Personal information
- Born: May 3, 1956 (age 69) Dallas, Texas, U.S.
- Height: 6 ft 2 in (1.88 m)
- Weight: 232 lb (105 kg)

Career information
- High school: Purcell (OK)
- College: East Central
- NFL draft: 1979: 3rd round, 73rd overall pick

Career history
- San Diego Chargers (1979–1984); Chicago Bears (1985); Los Angeles Rams (1986);

Awards and highlights
- Super Bowl champion (XX);

Career NFL statistics
- Sacks: 2.0
- Fumble recoveries: 5
- Interceptions: 3
- Stats at Pro Football Reference

= Cliff Thrift =

American football player (born 1956)

Clifford Thrift (born May 3, 1956) is an American former professional football player who was a linebacker for eight seasons in the National Football League (NFL) for the San Diego Chargers, Chicago Bears, and Los Angeles Rams.

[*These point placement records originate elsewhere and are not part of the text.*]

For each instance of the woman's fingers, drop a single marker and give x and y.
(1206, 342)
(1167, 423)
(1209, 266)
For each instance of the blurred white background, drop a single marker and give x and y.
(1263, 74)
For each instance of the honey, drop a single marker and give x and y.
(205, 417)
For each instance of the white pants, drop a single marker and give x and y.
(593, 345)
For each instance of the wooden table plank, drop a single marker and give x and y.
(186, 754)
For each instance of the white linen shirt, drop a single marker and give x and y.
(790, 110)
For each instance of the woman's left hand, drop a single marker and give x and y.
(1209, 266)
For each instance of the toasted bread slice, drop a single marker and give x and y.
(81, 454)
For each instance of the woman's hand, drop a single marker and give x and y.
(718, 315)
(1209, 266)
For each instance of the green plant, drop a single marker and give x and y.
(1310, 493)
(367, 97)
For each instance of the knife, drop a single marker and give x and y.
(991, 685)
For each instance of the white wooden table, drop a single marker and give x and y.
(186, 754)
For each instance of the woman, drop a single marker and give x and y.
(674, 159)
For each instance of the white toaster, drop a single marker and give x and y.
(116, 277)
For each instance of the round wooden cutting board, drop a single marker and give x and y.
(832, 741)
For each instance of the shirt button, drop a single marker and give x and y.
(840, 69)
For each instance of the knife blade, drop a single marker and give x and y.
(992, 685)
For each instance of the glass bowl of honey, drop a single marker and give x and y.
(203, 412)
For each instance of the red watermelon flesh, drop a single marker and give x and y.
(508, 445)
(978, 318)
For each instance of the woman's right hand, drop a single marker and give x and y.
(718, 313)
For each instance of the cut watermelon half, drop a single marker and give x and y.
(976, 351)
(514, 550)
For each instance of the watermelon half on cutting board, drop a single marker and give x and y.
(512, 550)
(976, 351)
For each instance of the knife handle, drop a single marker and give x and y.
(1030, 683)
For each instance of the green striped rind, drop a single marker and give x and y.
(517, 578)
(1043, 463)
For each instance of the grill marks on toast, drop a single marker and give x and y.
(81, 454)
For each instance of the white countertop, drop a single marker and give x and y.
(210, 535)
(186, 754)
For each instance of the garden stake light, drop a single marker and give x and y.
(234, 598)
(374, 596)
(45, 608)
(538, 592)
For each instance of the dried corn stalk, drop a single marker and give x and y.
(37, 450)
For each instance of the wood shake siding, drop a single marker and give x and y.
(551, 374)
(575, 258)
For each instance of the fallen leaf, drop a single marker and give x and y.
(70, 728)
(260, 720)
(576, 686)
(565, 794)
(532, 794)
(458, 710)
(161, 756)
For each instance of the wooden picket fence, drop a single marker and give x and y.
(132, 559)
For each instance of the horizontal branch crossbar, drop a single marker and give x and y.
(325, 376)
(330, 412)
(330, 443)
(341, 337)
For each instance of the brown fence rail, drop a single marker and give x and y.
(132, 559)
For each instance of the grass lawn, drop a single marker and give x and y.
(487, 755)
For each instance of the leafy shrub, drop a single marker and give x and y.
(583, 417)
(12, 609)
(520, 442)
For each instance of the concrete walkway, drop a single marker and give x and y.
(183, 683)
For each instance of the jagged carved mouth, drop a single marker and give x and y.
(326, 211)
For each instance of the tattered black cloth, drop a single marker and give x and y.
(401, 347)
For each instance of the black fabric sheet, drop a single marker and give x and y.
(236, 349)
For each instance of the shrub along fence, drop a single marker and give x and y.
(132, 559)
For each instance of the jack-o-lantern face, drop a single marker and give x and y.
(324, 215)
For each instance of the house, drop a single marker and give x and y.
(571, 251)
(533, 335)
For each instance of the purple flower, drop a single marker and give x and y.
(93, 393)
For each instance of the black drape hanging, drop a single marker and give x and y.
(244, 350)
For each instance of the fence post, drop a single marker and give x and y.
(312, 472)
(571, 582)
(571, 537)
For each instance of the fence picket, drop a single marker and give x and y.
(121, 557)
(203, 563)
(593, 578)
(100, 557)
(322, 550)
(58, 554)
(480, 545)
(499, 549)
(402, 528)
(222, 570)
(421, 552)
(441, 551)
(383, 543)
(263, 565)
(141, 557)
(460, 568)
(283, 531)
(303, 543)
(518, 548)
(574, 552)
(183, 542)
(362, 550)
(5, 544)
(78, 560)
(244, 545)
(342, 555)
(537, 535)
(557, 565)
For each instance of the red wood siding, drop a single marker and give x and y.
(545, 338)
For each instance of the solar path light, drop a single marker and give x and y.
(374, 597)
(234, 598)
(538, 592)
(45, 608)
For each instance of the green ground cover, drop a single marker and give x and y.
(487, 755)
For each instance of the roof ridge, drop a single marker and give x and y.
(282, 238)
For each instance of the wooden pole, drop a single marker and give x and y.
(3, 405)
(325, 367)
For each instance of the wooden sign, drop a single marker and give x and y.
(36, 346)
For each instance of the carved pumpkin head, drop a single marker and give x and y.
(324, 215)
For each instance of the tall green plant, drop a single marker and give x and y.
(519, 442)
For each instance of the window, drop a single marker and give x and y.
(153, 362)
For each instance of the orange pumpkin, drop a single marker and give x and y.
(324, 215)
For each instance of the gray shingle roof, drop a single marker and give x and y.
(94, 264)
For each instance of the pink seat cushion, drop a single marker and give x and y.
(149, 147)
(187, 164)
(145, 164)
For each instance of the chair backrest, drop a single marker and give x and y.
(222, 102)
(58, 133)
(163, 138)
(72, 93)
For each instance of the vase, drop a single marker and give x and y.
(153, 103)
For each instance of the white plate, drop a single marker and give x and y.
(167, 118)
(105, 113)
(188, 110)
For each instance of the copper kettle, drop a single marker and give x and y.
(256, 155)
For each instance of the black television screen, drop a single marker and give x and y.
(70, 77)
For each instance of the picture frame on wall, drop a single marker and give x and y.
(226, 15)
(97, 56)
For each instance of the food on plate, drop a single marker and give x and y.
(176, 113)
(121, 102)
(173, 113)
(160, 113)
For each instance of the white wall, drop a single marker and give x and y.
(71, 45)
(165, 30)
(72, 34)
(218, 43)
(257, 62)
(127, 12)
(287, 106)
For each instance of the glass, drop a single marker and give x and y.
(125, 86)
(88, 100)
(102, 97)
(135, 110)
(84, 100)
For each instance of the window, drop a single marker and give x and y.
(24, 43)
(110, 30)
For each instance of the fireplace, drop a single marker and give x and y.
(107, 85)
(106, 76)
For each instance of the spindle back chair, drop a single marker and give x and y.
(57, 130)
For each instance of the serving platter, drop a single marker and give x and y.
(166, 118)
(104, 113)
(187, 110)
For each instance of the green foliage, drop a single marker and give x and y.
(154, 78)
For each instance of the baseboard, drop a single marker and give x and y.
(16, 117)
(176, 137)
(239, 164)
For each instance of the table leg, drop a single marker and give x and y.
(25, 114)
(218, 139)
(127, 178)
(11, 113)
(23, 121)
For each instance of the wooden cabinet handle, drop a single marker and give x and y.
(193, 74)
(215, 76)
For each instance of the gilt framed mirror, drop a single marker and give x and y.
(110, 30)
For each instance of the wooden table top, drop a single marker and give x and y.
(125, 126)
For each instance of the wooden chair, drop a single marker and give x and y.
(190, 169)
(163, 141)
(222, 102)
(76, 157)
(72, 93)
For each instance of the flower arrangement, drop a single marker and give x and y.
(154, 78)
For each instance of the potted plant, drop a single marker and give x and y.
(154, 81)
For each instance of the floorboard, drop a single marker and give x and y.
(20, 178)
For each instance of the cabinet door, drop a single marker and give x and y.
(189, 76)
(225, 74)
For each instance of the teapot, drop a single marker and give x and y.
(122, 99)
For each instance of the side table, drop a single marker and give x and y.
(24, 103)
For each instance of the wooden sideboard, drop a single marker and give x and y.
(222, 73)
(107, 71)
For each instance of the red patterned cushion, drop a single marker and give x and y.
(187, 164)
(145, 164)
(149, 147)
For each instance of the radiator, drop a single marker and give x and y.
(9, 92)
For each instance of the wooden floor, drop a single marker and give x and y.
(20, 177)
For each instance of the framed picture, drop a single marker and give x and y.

He played college football for the East Central Tigers.

Thrift attended Purcell High School in Purcell, Oklahoma and was a member of the 1972 Purcell Football Class A State Championship Team. He then attended East Central University in Ada, Oklahoma, before being drafted in the third round of the 1979 NFL draft. He was a part of the Bears team that won Super Bowl XX.